As he went down, he saw Leonid sitting on his chair, pouring something and drinking it, frowning all the time.

“Hangover medicine. Hits like a truck, damn…”

“Give me some.”

“First, go and wash yourself. You look like roadkill.”

“Sure, sure…”

“Alexey! Just…hurry back.”


He was greeted by a pale, slightly-glowing man in the mirror with the sides of his throat covered in blood. Blinking, his confusion was replaced by pain in his brain until it subsided. Looking back, what was he doing? He will have to wash the blood Himself.

The glow was just sweat, it seems. What a strange day…he focused his hearing and there it was…tremors. Like his ears kept hearing background noise which was not there before.

After washing up, he stared at the mirror. Aleksey Pokhorovich…

Interrupted by a loud crashing, he flinched, turning, and saw Leonid Milanov staring at him, yelling:

“Did I not say come immediately?!”

“I was just washing up.”

“You were in here for four hours!”


“Whatever! Come on!” Leonid dragged him to the room, placed him on the chair, and sat opposite him.

“How are you feeling?” asked Milanov.

“Tired…I drank too much.”

“Anything else?”

“Nothing…I had a strange dream…”

“Right. That dream…were you a star?

“How did you know…?”

“Focus! Were you a star?!”

“Yes! Stop shouting! God, my ears hurt…”

“And, were you eaten?”

“Yes…what is it?”

“I had it too. The dream.

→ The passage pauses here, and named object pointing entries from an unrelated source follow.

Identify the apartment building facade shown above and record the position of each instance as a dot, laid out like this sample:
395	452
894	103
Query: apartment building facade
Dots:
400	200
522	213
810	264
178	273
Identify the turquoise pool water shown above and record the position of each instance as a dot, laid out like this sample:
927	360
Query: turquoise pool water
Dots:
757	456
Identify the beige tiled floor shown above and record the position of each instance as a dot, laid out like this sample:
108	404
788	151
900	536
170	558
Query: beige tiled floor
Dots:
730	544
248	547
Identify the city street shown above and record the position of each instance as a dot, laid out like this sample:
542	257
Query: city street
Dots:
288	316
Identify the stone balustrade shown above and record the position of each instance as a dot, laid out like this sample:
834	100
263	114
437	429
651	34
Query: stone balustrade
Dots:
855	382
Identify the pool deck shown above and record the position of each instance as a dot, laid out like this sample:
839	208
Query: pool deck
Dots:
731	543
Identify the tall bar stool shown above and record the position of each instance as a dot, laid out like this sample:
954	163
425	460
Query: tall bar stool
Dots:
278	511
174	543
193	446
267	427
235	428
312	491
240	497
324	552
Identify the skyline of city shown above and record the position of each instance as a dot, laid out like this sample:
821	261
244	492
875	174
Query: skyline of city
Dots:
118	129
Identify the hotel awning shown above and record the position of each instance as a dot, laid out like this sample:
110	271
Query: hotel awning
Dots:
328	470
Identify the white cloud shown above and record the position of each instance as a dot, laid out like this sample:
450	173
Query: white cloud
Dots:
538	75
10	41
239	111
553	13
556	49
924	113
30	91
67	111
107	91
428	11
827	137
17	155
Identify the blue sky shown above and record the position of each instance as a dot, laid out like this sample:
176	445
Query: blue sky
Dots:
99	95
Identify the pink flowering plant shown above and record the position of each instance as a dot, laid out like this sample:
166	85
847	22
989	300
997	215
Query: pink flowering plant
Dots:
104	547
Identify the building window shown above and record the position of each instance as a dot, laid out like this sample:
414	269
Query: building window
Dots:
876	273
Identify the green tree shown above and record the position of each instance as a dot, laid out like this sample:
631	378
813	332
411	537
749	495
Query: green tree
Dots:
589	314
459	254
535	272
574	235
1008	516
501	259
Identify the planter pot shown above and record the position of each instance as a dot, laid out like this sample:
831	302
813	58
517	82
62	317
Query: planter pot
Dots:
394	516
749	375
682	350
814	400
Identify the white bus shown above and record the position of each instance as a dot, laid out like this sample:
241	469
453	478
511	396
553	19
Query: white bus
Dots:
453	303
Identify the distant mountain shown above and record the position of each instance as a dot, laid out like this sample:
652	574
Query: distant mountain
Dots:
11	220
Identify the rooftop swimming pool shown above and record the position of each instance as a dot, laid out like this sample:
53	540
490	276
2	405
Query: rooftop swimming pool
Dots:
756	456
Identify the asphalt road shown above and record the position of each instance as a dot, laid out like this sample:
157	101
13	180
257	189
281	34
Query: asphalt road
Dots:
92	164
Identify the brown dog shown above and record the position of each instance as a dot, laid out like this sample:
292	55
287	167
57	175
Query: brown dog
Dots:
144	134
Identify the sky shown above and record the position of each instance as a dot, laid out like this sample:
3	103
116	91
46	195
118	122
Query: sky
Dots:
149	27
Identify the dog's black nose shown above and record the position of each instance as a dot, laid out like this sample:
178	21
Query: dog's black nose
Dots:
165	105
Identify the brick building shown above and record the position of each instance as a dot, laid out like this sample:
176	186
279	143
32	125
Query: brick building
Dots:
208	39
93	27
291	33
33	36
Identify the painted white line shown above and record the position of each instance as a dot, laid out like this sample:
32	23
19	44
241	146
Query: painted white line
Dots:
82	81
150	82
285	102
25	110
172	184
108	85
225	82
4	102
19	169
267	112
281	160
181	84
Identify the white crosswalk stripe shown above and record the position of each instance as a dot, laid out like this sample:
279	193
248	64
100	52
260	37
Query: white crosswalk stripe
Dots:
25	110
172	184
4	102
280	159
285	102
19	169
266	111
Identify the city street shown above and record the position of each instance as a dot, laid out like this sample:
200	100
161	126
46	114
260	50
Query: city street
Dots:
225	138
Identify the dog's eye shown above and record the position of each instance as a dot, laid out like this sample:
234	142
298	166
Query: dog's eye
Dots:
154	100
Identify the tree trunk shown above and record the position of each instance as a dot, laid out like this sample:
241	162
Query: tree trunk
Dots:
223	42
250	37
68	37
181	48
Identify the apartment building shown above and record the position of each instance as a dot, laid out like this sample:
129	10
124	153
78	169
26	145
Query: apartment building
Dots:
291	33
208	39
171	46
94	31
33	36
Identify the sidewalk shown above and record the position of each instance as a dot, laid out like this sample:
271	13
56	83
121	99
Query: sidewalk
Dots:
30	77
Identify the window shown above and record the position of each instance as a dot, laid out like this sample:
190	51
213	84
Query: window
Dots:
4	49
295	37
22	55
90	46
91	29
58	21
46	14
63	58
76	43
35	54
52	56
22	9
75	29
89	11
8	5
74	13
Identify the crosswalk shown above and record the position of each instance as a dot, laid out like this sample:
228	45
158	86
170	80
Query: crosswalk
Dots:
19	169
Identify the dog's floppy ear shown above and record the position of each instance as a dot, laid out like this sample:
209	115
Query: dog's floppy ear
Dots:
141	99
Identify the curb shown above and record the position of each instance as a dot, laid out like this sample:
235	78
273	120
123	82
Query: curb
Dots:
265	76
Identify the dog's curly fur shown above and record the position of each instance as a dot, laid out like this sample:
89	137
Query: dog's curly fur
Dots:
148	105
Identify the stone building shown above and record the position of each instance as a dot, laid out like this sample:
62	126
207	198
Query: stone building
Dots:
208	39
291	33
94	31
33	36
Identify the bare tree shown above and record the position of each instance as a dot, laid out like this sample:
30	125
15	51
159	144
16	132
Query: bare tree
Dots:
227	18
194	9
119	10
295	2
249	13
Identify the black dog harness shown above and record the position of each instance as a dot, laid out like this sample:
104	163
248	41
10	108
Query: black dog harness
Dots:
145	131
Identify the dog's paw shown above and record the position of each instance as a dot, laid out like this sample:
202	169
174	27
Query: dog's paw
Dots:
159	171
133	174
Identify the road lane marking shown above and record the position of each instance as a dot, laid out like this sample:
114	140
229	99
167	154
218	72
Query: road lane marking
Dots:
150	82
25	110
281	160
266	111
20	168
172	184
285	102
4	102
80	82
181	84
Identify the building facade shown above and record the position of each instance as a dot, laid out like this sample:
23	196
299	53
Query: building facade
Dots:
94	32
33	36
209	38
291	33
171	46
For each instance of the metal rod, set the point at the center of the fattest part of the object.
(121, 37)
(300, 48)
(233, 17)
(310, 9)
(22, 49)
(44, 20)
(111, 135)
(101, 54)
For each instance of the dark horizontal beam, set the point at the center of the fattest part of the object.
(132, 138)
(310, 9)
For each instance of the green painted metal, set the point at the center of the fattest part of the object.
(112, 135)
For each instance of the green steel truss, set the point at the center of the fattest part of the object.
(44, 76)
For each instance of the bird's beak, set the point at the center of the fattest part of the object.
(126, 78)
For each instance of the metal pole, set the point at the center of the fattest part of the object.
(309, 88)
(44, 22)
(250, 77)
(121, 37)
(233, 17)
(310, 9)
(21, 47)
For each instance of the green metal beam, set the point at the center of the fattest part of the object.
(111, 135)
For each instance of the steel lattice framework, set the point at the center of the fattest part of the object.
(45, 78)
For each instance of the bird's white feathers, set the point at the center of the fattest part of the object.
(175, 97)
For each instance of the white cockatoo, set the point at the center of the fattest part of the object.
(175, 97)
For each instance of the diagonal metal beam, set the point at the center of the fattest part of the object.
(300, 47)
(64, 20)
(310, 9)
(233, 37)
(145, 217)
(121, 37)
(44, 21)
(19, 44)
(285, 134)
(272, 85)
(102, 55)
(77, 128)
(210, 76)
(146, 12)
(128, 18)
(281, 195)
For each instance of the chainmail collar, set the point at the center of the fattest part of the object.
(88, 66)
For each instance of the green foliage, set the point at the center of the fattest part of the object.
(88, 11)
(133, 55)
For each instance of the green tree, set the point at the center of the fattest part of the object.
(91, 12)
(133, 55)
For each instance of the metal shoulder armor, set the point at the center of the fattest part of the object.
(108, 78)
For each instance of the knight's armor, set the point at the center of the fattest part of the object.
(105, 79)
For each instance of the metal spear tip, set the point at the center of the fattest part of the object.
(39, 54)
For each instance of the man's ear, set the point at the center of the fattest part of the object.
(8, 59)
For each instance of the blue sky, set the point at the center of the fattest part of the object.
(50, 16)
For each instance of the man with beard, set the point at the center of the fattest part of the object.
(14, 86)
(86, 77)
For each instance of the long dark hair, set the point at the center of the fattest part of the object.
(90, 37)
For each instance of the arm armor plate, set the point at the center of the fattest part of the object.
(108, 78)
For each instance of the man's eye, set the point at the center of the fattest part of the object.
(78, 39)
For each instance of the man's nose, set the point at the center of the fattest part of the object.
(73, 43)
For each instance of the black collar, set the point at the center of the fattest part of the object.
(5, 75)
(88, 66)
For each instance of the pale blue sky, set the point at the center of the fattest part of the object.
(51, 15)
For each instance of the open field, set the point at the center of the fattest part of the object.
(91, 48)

Now, tell me: where did you get that telescope?

“I already told you; the, uh, Science and Curiosities Centre…

“There is no such place.”


“In the capital? No such place. Where did you get it?”

“I…I don’t know…can’t remember…”

“First, drink this. Then—get that thing away from here, you hear?”

“But it’s your present…”

“Fuck your present! I should call a fucking priest for that shit! Did you bring some spy weapon from America? Huh? Some forgotten brainwave project?! That thing is fucking cursed, I tell you! Who the fuck sold it to you?!”

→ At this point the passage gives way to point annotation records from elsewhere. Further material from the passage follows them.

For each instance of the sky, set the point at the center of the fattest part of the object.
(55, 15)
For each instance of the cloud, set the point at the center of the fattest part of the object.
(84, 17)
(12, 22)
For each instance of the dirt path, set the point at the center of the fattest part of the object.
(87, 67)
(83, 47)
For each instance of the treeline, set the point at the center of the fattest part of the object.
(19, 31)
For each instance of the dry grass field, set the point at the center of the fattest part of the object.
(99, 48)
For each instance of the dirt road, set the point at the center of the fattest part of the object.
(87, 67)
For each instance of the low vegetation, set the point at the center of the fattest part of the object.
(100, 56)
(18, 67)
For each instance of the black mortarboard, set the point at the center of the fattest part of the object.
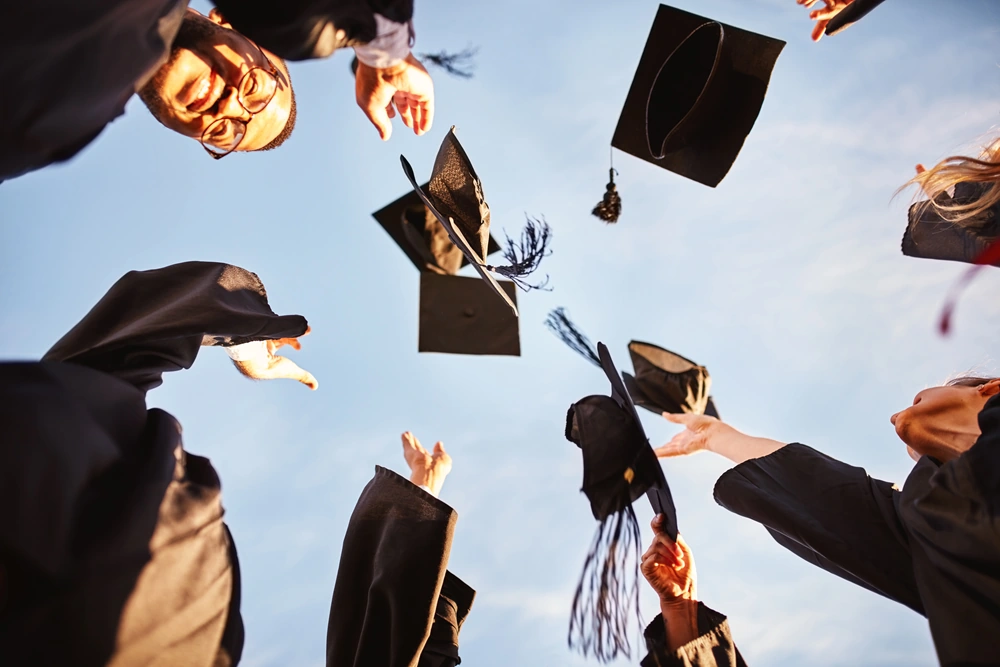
(618, 466)
(696, 94)
(418, 233)
(667, 382)
(458, 315)
(455, 196)
(850, 15)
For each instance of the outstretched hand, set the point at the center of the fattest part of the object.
(426, 468)
(405, 88)
(823, 16)
(697, 436)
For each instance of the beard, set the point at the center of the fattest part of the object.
(196, 33)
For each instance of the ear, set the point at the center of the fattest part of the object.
(991, 388)
(215, 16)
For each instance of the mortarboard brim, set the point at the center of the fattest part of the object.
(391, 217)
(460, 315)
(696, 94)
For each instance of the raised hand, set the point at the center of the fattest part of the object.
(823, 16)
(407, 87)
(426, 468)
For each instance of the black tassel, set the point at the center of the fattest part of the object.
(525, 257)
(609, 208)
(608, 590)
(461, 64)
(560, 324)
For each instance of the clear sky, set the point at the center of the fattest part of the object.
(786, 281)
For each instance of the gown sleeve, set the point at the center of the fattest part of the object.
(714, 647)
(952, 512)
(153, 322)
(306, 29)
(829, 513)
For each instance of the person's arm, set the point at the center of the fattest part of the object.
(952, 512)
(686, 633)
(708, 433)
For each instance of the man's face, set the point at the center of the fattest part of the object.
(198, 84)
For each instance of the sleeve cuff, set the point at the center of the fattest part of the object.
(714, 629)
(391, 45)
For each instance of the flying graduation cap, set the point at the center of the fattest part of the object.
(458, 315)
(667, 382)
(618, 466)
(696, 94)
(454, 195)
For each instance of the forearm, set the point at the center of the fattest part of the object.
(739, 447)
(680, 620)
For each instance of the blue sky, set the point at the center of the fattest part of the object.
(786, 281)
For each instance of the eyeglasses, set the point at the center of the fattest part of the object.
(255, 91)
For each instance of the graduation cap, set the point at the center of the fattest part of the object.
(850, 15)
(454, 195)
(696, 94)
(458, 315)
(667, 382)
(618, 467)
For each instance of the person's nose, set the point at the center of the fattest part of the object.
(230, 106)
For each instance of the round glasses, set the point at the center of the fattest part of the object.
(255, 91)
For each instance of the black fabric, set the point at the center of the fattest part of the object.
(930, 236)
(67, 68)
(420, 235)
(455, 195)
(696, 94)
(152, 322)
(118, 531)
(460, 315)
(934, 547)
(664, 381)
(850, 15)
(714, 647)
(304, 29)
(393, 569)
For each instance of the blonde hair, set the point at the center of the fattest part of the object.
(961, 169)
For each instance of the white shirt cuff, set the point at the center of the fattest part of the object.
(255, 351)
(391, 44)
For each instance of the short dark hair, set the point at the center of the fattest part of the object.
(286, 131)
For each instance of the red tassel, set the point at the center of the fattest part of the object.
(989, 256)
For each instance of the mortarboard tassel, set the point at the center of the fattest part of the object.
(461, 64)
(560, 324)
(609, 208)
(525, 257)
(608, 590)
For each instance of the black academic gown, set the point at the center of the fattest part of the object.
(112, 545)
(714, 647)
(929, 236)
(68, 67)
(395, 604)
(934, 546)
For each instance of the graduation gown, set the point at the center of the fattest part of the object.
(68, 67)
(112, 545)
(395, 604)
(714, 647)
(934, 546)
(929, 236)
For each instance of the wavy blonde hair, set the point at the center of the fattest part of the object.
(957, 169)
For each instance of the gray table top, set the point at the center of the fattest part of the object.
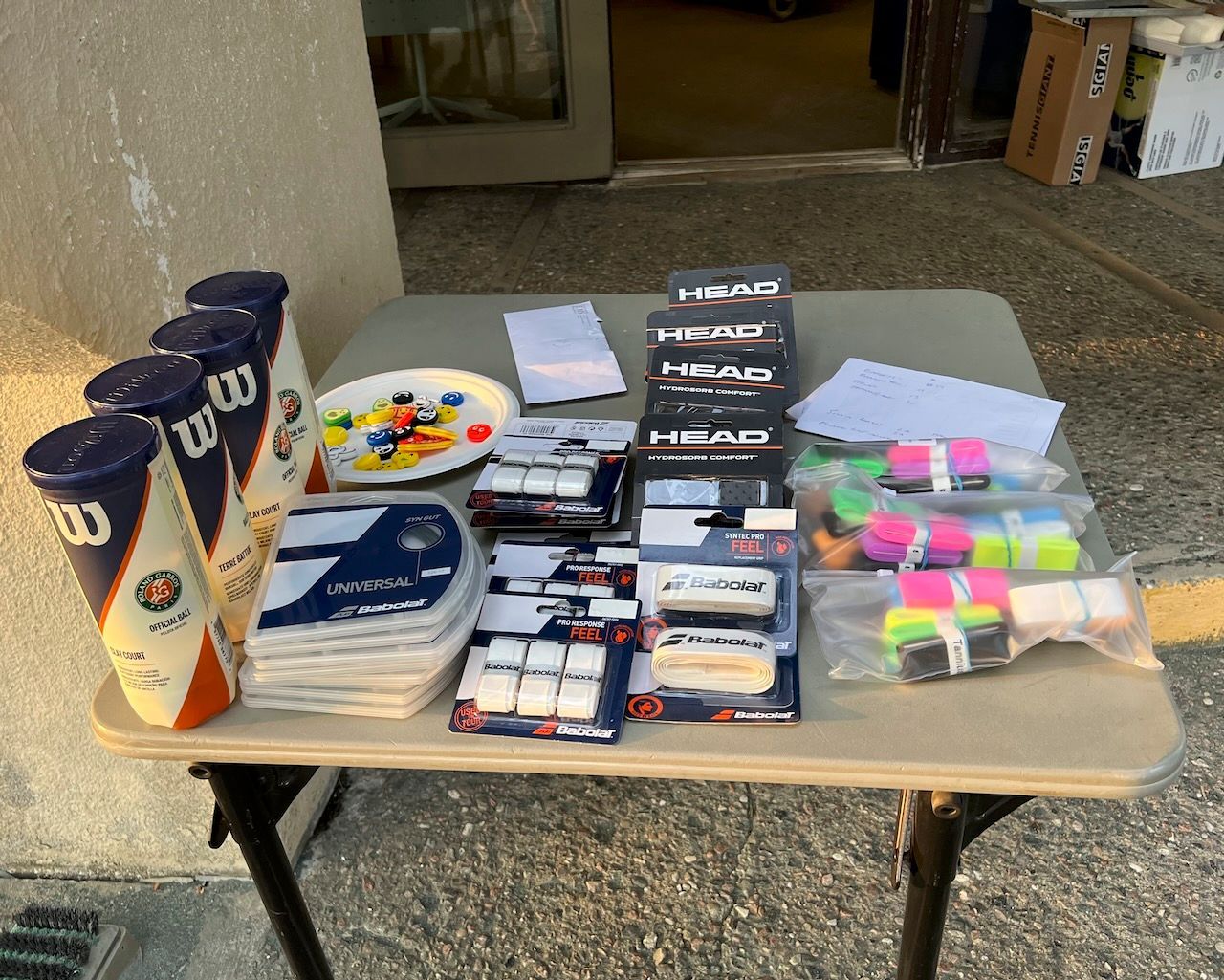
(1060, 721)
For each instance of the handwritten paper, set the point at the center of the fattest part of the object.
(560, 354)
(866, 401)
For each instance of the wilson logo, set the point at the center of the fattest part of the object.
(715, 437)
(1101, 70)
(1080, 162)
(729, 292)
(717, 372)
(81, 524)
(232, 389)
(197, 432)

“I don’t know, stop shouting, God!”

“Get rid of it!”




The telescope was moved to Aleksey Pokhorovich’s old, dilapidated house which was kept in fine condition by the neighbors a few streets away. Placed in the attic, it looked at the sky.

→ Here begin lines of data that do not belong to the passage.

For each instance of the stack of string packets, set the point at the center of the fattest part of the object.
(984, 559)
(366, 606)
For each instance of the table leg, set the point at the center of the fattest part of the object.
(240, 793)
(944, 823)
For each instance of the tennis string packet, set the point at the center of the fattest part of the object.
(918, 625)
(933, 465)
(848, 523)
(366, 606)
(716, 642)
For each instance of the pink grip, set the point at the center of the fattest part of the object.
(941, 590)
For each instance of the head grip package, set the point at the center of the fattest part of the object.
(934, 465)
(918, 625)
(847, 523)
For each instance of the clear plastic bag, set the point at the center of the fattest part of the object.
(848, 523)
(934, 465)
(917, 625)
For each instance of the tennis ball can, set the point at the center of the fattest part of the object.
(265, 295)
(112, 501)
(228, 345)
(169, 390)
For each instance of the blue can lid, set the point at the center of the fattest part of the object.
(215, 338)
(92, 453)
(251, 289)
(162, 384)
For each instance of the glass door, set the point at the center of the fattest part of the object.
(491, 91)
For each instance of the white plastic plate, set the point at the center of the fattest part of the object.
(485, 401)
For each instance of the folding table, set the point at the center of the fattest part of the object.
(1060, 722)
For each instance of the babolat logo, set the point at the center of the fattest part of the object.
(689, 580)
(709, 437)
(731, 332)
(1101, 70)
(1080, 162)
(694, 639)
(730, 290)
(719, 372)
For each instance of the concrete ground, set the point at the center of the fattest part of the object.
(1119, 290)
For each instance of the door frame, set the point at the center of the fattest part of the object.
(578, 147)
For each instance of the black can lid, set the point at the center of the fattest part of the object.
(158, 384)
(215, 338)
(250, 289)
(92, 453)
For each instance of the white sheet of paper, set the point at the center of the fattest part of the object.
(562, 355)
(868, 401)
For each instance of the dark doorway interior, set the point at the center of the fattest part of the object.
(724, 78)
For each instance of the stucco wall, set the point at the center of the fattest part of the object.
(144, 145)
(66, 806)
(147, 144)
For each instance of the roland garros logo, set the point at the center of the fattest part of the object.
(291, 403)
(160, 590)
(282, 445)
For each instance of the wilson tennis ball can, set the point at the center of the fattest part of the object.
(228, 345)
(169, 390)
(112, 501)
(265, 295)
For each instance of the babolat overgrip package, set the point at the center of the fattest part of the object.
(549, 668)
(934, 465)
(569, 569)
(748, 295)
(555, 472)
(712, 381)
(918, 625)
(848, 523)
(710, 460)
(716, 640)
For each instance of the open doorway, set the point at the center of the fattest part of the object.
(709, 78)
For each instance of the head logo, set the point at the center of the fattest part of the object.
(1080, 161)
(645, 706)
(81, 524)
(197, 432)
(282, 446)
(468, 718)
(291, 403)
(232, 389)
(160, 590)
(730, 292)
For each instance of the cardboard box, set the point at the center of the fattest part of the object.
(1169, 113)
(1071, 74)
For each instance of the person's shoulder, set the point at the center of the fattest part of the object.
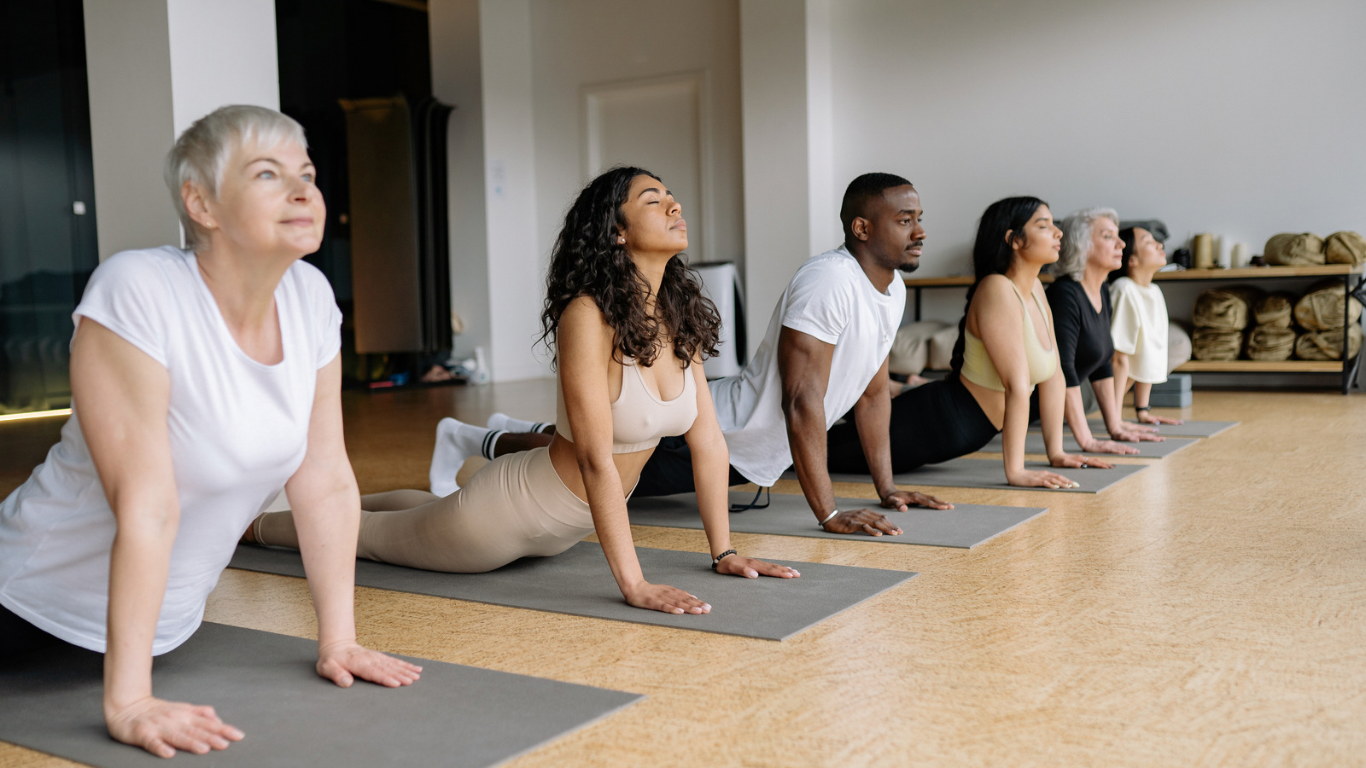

Aleksey would stare through it for hours, gazing into the abyss. Time seemed to become irrelevant, as if some great revelation was coming.

The dreams became frequent and disturbing, until Pokhorovich stopped sleeping entirely, hiding in his attic, gazing at the sky, listening in to the sounds. The sounds in his ears were…there. They nestled.

The telescope, he was certain, would move to a certain location when he was not watching, as if it had a mind of its own. Slowly, effortlessly, it was moved by the gentle summer breezes, swaying until the wind died down and it dropped dead, like a hammer, to some unknown location through which Pokhorovich would glimpse impossible un-realities…

Maddening places of scale so vast and profound he felt his existence dissipating and his brain turning into stew. It was turning into stew as he felt it slowly being devoured by an unknown sentiment, as he was certain now that his body displayed a certain luminescence…and the first, alien thoughts intruded into him, not thoughts but something…higher.

And terrifying.


A thing has arrived at the old village.

Passing through the silenced alleyways, it prowls, scaring away the mutts who all disappeared from the region. Aleksey Pokhorovich once went and visited his old friend, but he was not home.

He found a strange puddle of goo, like gelatin, all around the house. One on the chair, another near the rusted gate. But he could not fully recall Himself when they went or when they will come back. The house glowed, too, but not from any electricity anymore. It glowed like it glows itself, and Pokhorovich felt disturbed, asking questions of mad meaning…

The villagers fear the thing from the attic which glows in the night, and tremors are sensed all around as the whole place starts reporting that time, it appears, is disappearing. There are no more sounds of barking and no music is heard in any direction, and all voices seem distant…

And in the attic of the old house can be seen a telescope always swaying peeking through the window into the void, glowing.

And up there in the skies, villagers speak in hushed whispers of omens from beyond.